Hartung T, Zhang L, Kanwar R, Khrebtukova I, Reinhardt M, Wang C, Therneau TM, Banck MS, Schroth GP, Beutler AS - Epigenetics (2012)

Bottom Line: DNA methylation can control some CpG-poor genes but unbiased studies have not found a consistent genome-wide association with gene activity outside of CpG islands or shores possibly due to use of cell lines or limited bioinformatics analyses.We performed reduced representation bisulfite sequencing (RRBS) of rat dorsal root ganglia encompassing postmitotic primary sensory neurons (n = 5, r > 0.99; orthogonal validation p < 10(-19)).HCP genes had minimal TSS-associated methylation regardless of transcription status, but gene body methylation appeared to be lost in repressed HCP genes.

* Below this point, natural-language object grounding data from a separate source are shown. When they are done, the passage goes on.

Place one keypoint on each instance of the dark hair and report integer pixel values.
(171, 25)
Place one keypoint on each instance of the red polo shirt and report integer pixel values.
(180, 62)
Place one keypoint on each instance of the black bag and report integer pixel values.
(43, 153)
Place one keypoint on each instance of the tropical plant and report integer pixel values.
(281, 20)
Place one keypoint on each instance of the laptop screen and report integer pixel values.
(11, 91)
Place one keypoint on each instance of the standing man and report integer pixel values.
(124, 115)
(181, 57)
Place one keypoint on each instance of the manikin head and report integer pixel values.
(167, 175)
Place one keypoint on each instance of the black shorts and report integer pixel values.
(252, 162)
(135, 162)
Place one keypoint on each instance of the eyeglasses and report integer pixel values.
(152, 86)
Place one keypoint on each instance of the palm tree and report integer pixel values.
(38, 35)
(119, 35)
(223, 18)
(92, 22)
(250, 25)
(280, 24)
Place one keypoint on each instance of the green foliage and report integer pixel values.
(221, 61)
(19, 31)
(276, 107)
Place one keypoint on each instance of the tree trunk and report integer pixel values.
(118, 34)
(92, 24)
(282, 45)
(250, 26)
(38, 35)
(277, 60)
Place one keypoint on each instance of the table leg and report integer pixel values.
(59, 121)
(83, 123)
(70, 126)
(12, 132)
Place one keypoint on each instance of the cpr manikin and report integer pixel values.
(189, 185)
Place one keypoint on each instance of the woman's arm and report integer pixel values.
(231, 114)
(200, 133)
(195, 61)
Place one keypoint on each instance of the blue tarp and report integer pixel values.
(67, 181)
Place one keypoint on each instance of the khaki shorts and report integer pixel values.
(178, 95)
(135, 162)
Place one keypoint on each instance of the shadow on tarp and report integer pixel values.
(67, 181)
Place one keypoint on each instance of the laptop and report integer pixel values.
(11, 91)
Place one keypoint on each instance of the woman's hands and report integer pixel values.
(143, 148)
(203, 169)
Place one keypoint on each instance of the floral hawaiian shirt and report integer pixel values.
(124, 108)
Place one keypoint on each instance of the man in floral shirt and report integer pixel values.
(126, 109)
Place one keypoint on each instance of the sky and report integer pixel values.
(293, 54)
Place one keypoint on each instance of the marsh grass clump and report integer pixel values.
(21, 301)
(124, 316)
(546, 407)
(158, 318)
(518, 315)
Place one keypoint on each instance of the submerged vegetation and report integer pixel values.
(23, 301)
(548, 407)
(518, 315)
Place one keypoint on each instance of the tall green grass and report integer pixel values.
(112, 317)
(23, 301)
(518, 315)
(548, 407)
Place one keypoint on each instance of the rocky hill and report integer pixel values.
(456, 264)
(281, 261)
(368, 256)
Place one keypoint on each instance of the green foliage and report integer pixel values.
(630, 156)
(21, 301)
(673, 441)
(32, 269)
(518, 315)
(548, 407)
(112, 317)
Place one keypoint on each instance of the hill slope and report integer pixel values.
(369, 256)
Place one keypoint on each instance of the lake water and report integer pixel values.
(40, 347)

View Article: PubMed Central - PubMed

Affiliation: Mayo Clinic, Rochester, MN, USA.

ABSTRACT
DNA methylation can control some CpG-poor genes but unbiased studies have not found a consistent genome-wide association with gene activity outside of CpG islands or shores possibly due to use of cell lines or limited bioinformatics analyses. We performed reduced representation bisulfite sequencing (RRBS) of rat dorsal root ganglia encompassing postmitotic primary sensory neurons (n = 5, r > 0.99; orthogonal validation p < 10(-19)). The rat genome suggested a dichotomy of genes previously reported in other mammals: low CpG content (< 3.2%) promoter (LCP) genes and high CpG content (≥ 3.2%) promoter (HCP) genes. A genome-wide integrated methylome-transcriptome analysis showed that LCP genes were markedly hypermethylated when repressed, and hypomethylated when active with a 40% difference in a broad region at the 5' of the transcription start site (p < 10(-87) for -6000 bp to -2000 bp, p < 10(-73) for -2000 bp to +2000 bp, no difference in gene body p = 0.42). HCP genes had minimal TSS-associated methylation regardless of transcription status, but gene body methylation appeared to be lost in repressed HCP genes. Therefore, diametrically opposite methylome-transcriptome associations characterize LCP and HCP genes in postmitotic neural tissue in vivo.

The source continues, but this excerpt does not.